Con la punta de un trapo de cocina, Gambol le limpió la mierda de la mejilla al juez.

—El Hombre Alto tiene preguntas que hacerte.

El juez cogió el trapo de secar platos con los dedos y se frotó el cuello con él.

—Estoy seguro de que sé lo que queréis.

Dobló el trapo alrededor de la parte sucia y se frotó la barbilla.

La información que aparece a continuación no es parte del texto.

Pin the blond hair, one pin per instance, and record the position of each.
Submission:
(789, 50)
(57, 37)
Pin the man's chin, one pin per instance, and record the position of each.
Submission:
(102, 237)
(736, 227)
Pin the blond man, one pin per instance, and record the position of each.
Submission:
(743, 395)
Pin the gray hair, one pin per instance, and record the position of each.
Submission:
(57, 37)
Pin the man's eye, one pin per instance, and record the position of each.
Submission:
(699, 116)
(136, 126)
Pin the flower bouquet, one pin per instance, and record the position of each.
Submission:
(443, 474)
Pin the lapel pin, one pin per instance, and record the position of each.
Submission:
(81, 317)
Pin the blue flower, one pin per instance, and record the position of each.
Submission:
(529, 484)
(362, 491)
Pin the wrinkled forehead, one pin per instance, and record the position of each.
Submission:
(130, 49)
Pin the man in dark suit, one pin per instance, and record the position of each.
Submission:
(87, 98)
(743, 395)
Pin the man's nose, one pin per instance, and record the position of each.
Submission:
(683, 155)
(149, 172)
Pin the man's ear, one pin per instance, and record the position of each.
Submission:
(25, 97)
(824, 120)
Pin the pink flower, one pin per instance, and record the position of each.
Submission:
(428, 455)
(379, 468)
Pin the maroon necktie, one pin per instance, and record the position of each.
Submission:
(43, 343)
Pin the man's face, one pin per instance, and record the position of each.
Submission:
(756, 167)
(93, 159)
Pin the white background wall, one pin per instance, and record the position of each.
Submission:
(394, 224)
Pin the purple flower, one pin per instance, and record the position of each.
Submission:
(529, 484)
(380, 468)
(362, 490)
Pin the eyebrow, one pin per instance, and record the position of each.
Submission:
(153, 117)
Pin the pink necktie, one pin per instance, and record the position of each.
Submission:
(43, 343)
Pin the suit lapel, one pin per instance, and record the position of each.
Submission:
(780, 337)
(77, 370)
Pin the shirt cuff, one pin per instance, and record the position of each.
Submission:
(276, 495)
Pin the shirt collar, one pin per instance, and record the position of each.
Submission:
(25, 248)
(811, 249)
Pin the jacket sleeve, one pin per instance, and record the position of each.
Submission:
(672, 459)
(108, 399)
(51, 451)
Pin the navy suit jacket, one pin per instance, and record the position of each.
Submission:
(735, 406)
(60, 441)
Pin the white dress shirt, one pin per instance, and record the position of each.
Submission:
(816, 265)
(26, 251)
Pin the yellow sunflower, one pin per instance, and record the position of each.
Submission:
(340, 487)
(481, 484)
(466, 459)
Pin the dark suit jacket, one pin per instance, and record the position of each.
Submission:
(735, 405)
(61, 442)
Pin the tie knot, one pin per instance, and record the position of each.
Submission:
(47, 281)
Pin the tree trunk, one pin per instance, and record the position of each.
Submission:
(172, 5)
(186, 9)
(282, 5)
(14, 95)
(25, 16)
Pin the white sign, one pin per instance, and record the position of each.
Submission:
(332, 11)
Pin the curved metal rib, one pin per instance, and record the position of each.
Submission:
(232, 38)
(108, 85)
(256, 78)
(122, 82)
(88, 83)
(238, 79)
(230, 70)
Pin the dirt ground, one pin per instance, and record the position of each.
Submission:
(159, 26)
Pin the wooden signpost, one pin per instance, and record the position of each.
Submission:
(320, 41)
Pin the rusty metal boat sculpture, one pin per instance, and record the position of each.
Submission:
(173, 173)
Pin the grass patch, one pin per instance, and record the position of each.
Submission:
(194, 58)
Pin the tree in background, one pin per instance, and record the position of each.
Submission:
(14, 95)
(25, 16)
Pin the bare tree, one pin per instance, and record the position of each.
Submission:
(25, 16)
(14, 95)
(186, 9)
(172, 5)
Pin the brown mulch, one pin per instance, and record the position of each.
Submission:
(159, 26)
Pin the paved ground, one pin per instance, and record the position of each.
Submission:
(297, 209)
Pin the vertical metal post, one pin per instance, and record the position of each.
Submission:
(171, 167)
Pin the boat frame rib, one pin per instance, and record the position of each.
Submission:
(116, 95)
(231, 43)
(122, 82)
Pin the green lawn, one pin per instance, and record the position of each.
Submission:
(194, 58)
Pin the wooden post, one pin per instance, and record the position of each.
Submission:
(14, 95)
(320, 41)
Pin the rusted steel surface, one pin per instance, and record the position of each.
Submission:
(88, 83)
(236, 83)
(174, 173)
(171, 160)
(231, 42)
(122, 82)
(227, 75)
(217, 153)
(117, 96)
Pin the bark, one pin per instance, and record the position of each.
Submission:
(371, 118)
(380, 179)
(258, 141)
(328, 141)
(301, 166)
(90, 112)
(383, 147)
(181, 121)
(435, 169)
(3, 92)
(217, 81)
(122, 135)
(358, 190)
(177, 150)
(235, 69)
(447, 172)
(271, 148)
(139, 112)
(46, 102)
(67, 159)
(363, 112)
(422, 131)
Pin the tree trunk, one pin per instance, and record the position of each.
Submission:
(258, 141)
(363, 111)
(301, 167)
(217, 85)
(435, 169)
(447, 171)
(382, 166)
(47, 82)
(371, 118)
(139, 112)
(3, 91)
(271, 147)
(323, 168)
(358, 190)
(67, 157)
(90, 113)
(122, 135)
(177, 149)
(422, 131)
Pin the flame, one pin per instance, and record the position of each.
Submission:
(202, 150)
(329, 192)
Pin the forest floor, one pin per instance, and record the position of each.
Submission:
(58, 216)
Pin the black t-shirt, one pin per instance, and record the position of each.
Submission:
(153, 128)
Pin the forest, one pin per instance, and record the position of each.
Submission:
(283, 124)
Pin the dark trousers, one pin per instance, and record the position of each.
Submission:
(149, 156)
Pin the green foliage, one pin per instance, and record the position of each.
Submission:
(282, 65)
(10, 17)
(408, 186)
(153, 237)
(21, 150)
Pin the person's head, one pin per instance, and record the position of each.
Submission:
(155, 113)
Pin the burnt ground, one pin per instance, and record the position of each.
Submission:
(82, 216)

—Has escondido ciertos fondos —dijo el Hombre Alto—. Queremos números de cuenta, contraseñas, todo eso.

—Mirad debajo de la basura de la cocina.

Gambol sacó un cubo de plástico blanco de debajo del fregadero y lo dejó junto a la silla de ruedas.

—Hurga tú en tu basura.

—Debajo de la bolsa. Los pasos están anotados en orden.

Gambol levantó la bolsa de la basura, palpó debajo de ella y sacó un cuaderno que tiró sobre la encimera, al lado de donde el Hombre Alto tenía el codo.

—Ahora algo importante. —El juez respiró hondo—. Os he dado lo que puedo, pero solo es la mitad de lo que buscáis. Hay una contraseña de ocho dígitos. Cuando la elegimos, yo introduje cuatro dígitos y mi socio otros cuatro. ¿Lo entendéis? Tenéis la mitad de la contraseña. Mi socio tenía la otra mitad.

—Hazlo venir

—En eso tampoco os puedo ayudar. —El juez miró a Anita—. A mi socio lo han matado.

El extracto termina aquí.